In contrast, Sen. Cliff Pirtle, R-Roswell, who introduced a competing cannabis legalization bill during this year’s session, has proposed tying the cost of a marijuana production license to the size of a growing operation.
He also said he favors opening the licensing process to all new entrepreneurs as quickly as possible — even if commercial cannabis sales are not authorized to start until sometime next year.
“People who are already licensed medical cannabis producers are going to have a head start, no matter what,” Pirtle said.
Politically active producers
With the prospect of cannabis legalization on the horizon, some medical cannabis producers have become increasingly involved in helping fund political campaigns.
The state’s largest medical cannabis producer, Ultra Health LLC, reported giving $55,500 to different New Mexico legislative candidates and political committees during last year’s election cycle, according to reports filed with Secretary of State Maggie Toulouse Oliver’s office.
Contributions from the company were received by 13 current lawmakers, both Republicans and Democrats.

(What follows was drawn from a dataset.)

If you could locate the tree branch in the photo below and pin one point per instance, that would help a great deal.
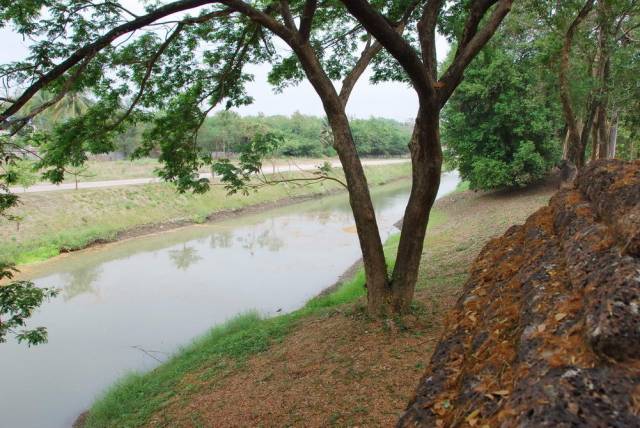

And Ultra Health also reported giving $25,000 in two contributions to Senate Democrats’ caucus committee.
A separate medical cannabis producer, Albuquerque-based PurLife, gave even more in campaign contributions — a total of $115,500 to nearly 40 lawmakers, according to filed reports.
Most of those donations were made after the November general election but before the 60-day session started in January.
In all, PurLife made contributions to more than 30 Democratic lawmakers and eight Republicans.
Both companies have also made past donations to Lujan Grisham, both before her 2018 gubernatorial campaign and since.
This week’s special session will play out after multiple cannabis legalization proposals fell short during the 60-day session that ended March 20.
Top-ranking lawmakers said proposed revisions to the House-approved measure were still being circulated in the session’s final hours, but the bill was not brought up for a vote on the Senate floor.
Given that backdrop, Lujan Grisham has said she’s optimistic a bill can be approved in a quick special session focused solely on marijuana legalization and the proposed expansion of a state economic development program.
Specifically, the Democratic governor said shortly after legislators adjourned that “it makes no sense to make New Mexicans wait” when the framework for a legalization bill is largely in place.